Model performance prediction market
We can bet (real and/or play money) on the performance of models for fun, education and profit. Whereas ordinary prediction markets provide you with information about discrete events but do not reveal the participants’ thinking proess, model-performance markets teach you how to think about the world. The usual motivations for prediction markets apply: they aggregate information, they provide a trustworthy, difficult-to-corrupt signal, and they provide a channel for results-based subsidies for research, they have educational value, etc.
Plausible questions
Summary
The overall vision is to build better tools and a users' community that facilitate finding out how the world works, to make us curious about predicting stuff, to train us in putting numbers on effect sizes, and that could possibly even focus research funding on research that makes obvious epistemic progress.
Does this interest you?

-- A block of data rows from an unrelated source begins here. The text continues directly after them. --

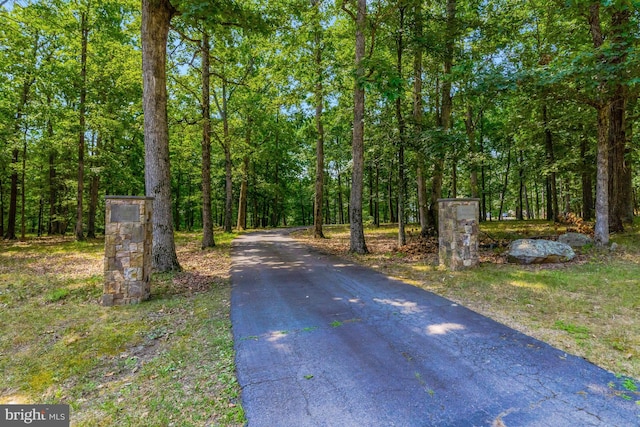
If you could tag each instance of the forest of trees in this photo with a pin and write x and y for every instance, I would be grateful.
(529, 105)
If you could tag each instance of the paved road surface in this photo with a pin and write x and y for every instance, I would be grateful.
(324, 343)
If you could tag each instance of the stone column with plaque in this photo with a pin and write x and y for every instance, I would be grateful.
(458, 233)
(127, 260)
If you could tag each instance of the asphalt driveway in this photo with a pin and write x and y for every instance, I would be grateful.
(320, 342)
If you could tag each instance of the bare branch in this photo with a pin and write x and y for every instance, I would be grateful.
(188, 89)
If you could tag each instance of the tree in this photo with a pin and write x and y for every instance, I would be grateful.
(156, 17)
(357, 242)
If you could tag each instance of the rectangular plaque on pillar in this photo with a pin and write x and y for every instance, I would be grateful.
(128, 239)
(458, 233)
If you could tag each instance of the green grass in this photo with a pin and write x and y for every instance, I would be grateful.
(589, 307)
(166, 361)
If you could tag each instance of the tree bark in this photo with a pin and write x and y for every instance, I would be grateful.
(15, 152)
(418, 119)
(94, 192)
(208, 240)
(357, 241)
(402, 238)
(521, 194)
(587, 184)
(319, 191)
(601, 232)
(473, 148)
(84, 29)
(552, 188)
(244, 184)
(156, 16)
(505, 186)
(445, 110)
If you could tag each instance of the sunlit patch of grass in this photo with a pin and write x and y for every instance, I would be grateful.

Right now this is just a bunch of ideas I'm discussing with people. I need partners to make this happen. Please talk to me.
Questions to the audience
I've never started anything like this before. I'm gonna need all the help I can get.
I'll be waiting for your thoughts, either here or on https://discord.gg/rBqyQcrT5q. Bring it on!
Acknowledgements
I thank Niki Kotsenko, Yonatan Cale, Lior Oppenheim and Edo Arad for their helpful remarks.
A reviewer of this post did not think that the Data Catalog solves a pain point. I suspend judgement on this question for now until I get more experience in building models.
Perhaps you think that the scientific establishment needs no improvement in being a-political. A good many people seem to think otherwise, as did Robin Hanson. Even if the scientific establishment is flawless, there is value in creating an evaluation framework that can be easily seen to be unbiased, rather than merely believed to be unbiased.
In “Could Gambling Save Science”, Robin Hanson writes: “Peer review is just another popularity contest, inducing familiar political games; savvy players criticize outsiders, praise insiders, follow the fashions insiders indicate, and avoid subjects between or outside the familiar subjects. It can take surprisingly long for outright lying by insiders to be exposed [Re]. There are too few incentives to correct for cognitive [Kah] and social [My] biases, such as wishful thinking, overconfidence, anchoring [He], and preferring people with a background similar to your own.”
For a scathing attack of the journal system, see What's Wrong with Social Science and How to Fix It : Reflections After Reading 2578 Papers.